Being American

Last night when I was reacting/responding to Maureen Corrigan’s book review (Peter said I looked like I was getting ready to sharpen my claws. I didn’t know I had that kind of look.) I couldn’t stop thinking about her line about being an American reader.

“But the weird fascination of Please Look After Mom is its message — completely alien to our own therapeutic culture — that if one’s mother is miserable, it is indeed, the fault of her husband and her ungrateful children. As an American reader — indoctrinated in resolute messages about ‘boundaries’ and ‘taking responsibility’ — I kept waiting for irony; a comic twist in the plot; a reprieve for the breast-beating children.”

Besides being confused about her line about kimchee-scented Kleenex fiction I am wondering, quite honestly, what Corrigan meant by being an “American reader” because she and I both are just that.

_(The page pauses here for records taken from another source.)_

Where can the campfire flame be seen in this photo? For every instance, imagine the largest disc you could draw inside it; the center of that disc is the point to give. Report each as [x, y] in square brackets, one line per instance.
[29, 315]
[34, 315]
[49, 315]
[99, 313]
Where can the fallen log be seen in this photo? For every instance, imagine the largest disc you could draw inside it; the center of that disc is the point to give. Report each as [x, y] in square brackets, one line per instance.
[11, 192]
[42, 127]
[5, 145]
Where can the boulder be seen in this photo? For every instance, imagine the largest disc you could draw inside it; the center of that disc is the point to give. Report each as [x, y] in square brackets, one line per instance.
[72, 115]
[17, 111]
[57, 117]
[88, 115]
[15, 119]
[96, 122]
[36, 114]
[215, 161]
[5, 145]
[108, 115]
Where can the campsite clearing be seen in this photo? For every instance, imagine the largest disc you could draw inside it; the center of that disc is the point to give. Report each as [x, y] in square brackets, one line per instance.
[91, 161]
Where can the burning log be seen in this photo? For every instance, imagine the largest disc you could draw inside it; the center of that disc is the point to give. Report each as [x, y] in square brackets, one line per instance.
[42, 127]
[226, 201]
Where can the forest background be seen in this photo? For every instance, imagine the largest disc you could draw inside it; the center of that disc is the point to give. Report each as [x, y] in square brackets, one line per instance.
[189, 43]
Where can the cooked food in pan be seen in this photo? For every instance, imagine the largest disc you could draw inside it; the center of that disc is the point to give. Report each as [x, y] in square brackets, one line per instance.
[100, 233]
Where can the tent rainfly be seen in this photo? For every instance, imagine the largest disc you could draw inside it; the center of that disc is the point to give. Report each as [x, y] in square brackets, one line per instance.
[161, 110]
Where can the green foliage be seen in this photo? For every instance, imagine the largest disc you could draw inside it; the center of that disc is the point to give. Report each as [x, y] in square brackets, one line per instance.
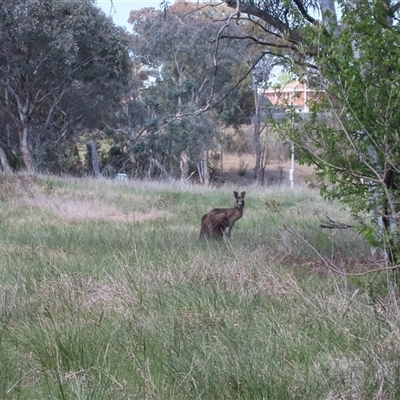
[352, 134]
[66, 62]
[98, 304]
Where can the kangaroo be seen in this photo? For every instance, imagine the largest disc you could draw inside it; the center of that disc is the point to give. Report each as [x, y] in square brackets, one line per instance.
[215, 222]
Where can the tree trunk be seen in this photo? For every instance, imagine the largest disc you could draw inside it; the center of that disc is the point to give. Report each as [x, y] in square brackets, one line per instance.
[24, 146]
[93, 159]
[4, 162]
[257, 132]
[184, 165]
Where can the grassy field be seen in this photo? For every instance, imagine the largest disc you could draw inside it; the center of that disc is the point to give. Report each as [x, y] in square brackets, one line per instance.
[106, 292]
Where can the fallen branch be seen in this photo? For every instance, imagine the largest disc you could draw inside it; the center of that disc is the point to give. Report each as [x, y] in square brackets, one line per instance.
[330, 224]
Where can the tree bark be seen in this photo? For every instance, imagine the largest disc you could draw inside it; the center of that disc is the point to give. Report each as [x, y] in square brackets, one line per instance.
[4, 162]
[93, 158]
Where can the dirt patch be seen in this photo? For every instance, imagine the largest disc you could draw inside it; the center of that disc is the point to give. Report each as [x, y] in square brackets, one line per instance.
[75, 211]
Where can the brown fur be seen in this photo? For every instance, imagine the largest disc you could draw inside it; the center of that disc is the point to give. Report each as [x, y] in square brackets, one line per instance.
[215, 222]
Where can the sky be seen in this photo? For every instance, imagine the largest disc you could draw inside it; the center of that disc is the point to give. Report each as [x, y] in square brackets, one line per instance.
[119, 9]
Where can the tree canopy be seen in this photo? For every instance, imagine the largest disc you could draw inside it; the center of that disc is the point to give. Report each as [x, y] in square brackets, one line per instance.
[59, 62]
[347, 52]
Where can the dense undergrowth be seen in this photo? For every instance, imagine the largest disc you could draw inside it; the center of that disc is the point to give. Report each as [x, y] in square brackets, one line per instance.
[107, 292]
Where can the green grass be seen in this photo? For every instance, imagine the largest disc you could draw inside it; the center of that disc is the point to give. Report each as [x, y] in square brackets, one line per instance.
[106, 292]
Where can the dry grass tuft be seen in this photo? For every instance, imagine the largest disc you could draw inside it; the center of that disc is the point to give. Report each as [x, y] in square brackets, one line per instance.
[76, 211]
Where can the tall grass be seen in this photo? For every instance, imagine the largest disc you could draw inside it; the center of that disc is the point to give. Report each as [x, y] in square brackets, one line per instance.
[106, 292]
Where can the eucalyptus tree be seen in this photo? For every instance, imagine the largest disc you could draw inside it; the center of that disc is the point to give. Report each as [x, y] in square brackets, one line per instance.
[59, 61]
[191, 72]
[347, 51]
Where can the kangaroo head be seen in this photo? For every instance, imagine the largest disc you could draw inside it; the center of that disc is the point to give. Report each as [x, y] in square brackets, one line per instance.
[239, 199]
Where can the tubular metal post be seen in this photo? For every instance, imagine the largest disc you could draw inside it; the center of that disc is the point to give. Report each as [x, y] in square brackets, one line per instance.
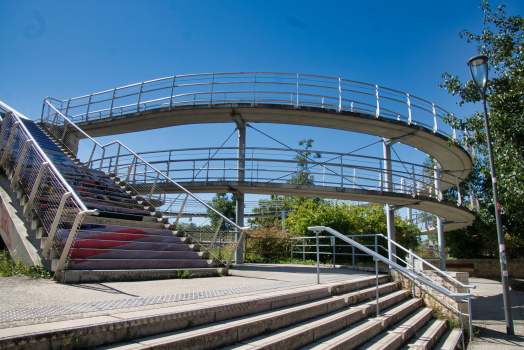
[8, 145]
[318, 262]
[461, 323]
[139, 95]
[181, 210]
[376, 273]
[29, 205]
[153, 187]
[56, 221]
[470, 318]
[303, 249]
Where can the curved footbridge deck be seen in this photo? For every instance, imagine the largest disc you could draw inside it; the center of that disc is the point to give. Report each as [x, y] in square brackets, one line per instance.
[287, 99]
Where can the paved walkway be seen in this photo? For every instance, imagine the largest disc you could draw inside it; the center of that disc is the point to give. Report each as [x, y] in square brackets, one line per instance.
[25, 302]
[488, 316]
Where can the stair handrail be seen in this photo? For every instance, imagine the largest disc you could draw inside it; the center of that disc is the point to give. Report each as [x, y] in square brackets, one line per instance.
[242, 230]
[403, 270]
[51, 164]
[152, 167]
[442, 273]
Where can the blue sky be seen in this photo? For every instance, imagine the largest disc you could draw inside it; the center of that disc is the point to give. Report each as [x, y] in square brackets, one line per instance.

Until college I grew up understanding that being American meant being White/Caucasian/of Eastern European descent or being African American, which was very different than White American but still American.

It meant apple pie (which I don’t recall actually making unless it was the frozen variety until adulthood) and baseball (which we didn’t grow up watching). It meant your ancestors were either connected to Plymouth Rock or Ellis Island. Being American meant no one asked you where you came from or where you learned your English or told you to go back to where you came from or to learn English.

So, while I know many of my readers tend to be a bit shy about commenting on the blog publicly because it can be a bit crazy out here I am asking all of you to comment, however brief it may be, to help fill out the picture of being American.

When you think of being American what comes to mind? Who do you imagine? What does being an American reader mean? How do Americans see things, experience things, communicate things?